Simulated Author's Rebuttal

2 responses · 0 unresolved

We thank the referee for the thoughtful and constructive report. The comments help clarify how to strengthen the presentation of both the theoretical justification for redundancy and the empirical results. We address each major comment below and indicate the revisions we will make.

read point-by-point responses

Referee: [Theoretical analysis] Theoretical section on redundancy: the claim that predicting larger subspaces 'makes the mapping smoother for general smooth function on the Grassmann manifold' is stated without a precise metric (e.g., reduction in Lipschitz constant, Sobolev norm, or covering number) or a proof that the improvement is sufficient to offset the high-dimensional parameter space; this is load-bearing for both the theoretical justification and the interpretation of the reported accuracy gains.
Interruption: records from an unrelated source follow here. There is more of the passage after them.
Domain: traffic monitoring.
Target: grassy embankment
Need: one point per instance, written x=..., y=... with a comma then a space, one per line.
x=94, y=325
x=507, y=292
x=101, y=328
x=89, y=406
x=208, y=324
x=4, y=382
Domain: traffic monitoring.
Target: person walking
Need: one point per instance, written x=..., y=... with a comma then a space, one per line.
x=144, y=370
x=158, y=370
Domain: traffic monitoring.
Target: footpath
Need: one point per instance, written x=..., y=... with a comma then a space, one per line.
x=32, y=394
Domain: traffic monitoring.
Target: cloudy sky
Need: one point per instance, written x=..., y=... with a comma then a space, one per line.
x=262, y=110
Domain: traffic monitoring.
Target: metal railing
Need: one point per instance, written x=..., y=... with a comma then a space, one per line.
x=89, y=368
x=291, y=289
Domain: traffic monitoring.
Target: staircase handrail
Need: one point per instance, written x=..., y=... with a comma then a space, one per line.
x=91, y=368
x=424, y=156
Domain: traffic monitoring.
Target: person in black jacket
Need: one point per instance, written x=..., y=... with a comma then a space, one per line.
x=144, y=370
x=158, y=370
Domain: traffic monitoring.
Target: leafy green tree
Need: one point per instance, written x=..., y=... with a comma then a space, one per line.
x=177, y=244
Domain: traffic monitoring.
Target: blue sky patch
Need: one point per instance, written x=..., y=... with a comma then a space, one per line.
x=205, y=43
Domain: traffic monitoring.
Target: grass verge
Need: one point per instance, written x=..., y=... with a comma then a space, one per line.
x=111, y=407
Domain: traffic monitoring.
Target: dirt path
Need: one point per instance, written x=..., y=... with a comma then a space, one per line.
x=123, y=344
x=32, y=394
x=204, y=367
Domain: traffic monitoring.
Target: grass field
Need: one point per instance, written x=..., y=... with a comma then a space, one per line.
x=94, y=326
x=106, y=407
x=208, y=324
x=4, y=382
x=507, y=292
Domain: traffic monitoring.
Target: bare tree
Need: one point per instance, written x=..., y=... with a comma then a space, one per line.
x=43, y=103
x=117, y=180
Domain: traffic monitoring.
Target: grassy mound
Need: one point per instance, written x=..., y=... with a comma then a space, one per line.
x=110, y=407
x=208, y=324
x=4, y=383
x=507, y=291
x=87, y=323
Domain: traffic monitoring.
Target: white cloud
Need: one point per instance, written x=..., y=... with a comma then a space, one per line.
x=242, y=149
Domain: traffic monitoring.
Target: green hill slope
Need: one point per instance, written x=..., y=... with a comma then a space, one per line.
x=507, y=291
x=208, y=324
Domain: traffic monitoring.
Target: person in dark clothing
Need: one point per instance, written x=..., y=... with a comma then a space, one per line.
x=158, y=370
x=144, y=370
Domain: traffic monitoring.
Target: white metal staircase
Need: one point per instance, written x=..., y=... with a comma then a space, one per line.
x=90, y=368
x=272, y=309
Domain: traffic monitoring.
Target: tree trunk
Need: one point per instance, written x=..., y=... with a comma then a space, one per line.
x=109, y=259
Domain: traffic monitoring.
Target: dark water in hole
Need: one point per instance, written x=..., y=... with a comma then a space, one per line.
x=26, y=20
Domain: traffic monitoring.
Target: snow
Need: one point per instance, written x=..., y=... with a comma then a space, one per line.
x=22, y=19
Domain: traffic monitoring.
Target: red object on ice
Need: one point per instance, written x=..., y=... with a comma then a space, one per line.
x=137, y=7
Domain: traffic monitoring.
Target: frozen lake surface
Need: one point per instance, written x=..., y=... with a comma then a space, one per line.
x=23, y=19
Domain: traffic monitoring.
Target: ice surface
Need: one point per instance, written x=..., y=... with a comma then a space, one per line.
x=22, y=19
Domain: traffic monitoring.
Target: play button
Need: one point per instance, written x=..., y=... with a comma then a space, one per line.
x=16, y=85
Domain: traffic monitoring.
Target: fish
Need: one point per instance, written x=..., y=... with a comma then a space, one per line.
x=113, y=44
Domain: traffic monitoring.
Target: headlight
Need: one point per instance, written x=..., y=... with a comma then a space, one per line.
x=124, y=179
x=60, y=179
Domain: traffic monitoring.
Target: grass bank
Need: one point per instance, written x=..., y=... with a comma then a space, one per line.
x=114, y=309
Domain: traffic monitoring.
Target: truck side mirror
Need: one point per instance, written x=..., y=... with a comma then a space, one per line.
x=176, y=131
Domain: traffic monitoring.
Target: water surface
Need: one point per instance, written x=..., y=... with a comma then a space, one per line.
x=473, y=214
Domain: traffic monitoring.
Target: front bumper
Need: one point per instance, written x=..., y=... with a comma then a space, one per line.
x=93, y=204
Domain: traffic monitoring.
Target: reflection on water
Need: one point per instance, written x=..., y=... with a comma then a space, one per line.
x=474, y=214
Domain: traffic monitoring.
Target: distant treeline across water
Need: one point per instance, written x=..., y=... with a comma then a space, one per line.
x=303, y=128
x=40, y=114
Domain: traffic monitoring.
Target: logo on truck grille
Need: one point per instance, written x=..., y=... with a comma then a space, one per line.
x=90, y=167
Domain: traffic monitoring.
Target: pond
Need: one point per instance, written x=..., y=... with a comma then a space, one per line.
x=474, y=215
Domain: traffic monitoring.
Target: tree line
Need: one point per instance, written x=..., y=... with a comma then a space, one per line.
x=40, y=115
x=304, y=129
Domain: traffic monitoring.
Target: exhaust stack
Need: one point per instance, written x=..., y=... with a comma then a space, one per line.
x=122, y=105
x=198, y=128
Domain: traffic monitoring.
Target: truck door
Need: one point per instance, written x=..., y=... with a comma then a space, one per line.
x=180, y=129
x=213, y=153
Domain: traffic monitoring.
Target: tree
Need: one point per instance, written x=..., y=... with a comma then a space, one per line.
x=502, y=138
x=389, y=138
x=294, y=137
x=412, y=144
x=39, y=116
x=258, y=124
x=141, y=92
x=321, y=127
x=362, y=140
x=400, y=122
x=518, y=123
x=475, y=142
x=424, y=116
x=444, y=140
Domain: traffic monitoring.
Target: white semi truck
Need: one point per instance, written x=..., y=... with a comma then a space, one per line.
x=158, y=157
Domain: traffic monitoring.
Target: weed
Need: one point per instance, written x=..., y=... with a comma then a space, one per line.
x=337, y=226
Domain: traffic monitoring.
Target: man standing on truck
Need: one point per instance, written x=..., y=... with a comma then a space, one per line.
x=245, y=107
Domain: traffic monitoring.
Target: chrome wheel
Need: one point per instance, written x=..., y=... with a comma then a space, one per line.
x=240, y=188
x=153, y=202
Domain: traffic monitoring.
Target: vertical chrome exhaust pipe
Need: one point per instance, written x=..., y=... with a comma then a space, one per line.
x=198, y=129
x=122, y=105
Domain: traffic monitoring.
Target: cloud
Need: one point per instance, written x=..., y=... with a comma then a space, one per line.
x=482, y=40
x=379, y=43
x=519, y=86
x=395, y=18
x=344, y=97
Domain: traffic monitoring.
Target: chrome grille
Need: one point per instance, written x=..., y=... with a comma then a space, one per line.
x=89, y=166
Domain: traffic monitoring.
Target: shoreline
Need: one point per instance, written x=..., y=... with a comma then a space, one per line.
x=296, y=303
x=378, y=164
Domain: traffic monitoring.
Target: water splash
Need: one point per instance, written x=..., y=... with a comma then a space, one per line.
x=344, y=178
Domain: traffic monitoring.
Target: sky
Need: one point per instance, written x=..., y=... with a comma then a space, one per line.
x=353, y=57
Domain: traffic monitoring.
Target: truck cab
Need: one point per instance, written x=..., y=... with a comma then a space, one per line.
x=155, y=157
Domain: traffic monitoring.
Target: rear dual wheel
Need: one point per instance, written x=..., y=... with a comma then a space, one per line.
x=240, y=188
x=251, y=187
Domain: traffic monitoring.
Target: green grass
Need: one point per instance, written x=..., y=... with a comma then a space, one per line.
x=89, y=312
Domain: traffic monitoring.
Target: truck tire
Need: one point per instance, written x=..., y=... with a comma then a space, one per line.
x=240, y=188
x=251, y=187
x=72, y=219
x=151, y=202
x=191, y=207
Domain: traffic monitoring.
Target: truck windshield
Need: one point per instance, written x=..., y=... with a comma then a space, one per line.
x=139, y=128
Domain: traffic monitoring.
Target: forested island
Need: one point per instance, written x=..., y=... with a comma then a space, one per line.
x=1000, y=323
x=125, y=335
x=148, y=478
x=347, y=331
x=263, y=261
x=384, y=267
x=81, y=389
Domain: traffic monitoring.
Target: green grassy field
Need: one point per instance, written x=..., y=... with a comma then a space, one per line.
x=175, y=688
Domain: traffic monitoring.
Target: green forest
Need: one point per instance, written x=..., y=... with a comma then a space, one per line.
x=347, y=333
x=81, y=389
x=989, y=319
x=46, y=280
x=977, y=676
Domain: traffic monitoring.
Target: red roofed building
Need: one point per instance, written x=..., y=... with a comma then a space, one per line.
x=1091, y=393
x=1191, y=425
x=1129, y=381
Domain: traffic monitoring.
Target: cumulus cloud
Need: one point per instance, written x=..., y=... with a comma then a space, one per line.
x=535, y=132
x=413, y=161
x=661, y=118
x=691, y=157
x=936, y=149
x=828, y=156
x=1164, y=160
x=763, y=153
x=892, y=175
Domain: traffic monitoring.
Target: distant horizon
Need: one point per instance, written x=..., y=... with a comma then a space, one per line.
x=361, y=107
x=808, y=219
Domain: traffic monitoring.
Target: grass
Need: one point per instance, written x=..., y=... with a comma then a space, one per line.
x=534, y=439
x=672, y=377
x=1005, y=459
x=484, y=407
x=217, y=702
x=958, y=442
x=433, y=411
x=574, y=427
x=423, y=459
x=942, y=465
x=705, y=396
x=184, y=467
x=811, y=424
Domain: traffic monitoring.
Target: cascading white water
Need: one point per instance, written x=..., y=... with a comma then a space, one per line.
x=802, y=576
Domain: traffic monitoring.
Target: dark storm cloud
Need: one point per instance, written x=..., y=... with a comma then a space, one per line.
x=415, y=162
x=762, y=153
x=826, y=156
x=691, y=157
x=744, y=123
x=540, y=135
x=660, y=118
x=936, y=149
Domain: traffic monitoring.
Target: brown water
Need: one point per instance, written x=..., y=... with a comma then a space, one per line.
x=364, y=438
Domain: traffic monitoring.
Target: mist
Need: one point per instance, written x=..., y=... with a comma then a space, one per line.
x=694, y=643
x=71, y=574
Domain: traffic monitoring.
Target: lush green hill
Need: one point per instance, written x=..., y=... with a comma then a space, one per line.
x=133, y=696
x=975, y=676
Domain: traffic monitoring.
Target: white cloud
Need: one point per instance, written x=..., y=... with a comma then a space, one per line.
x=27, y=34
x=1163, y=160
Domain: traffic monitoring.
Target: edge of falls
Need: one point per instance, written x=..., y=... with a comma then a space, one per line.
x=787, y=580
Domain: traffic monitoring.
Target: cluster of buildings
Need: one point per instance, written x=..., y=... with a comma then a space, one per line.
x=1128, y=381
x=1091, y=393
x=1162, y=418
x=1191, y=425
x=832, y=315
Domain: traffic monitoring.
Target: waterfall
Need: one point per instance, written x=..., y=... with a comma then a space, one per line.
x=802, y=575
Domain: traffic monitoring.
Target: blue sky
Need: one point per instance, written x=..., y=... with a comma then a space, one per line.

Authors: We agree that a more quantitative treatment would strengthen the general case. The manuscript currently shows an explicit complexity reduction for constant-coefficient elliptic eigenproblems and gives a geometric argument that extra dimensions on the Grassmann manifold permit a smoother parametrization for general smooth targets. We will revise the theoretical section to introduce a concrete metric (e.g., a bound on the Lipschitz constant of the composed map) and a short argument showing that the reduction in variation scales favorably with the added redundancy even in high-dimensional parameter spaces. This will be supported by a brief proof sketch. revision: yes
Referee: [Numerical illustrations] Empirical evaluation: the abstract and results assert 'accuracy significantly improves' with larger subspaces, yet no error bars, dataset sizes, or explicit baseline comparisons (e.g., against direct r-dimensional regression or classical interpolation) are visible in the provided description, undermining verification of the central empirical claim.

Authors: We acknowledge that the summary provided to the referee did not make these details sufficiently prominent. The full manuscript already contains dataset sizes, baseline comparisons against both direct r-dimensional regression and classical interpolation, and error bars on the reported figures. To address the concern directly, we will revise the abstract, the results section, and the figure captions to state these elements explicitly, including quantitative improvement factors and the number of independent runs used for the error bars. revision: partial

Circularity Check

0 steps flagged

No significant circularity; derivation is self-contained with independent theoretical analysis.

full rationale

The paper presents a new regression-based approach to subspace approximation via neural networks, with redundancy introduced to simplify the learning task. The key theoretical claim—that redundancy reduces mapping complexity for constant-coefficient elliptic eigenproblems and smooths the map on the Grassmann manifold—is stated as a derived result from analysis of the problem structure, not as a re-expression of fitted inputs or prior self-citations. No equations or steps reduce by construction to the inputs (e.g., no fitted parameter renamed as prediction, no ansatz smuggled via self-citation, no uniqueness theorem imported from overlapping authors). Empirical accuracy gains are reported separately from the theory. The derivation chain remains independent of the target result itself.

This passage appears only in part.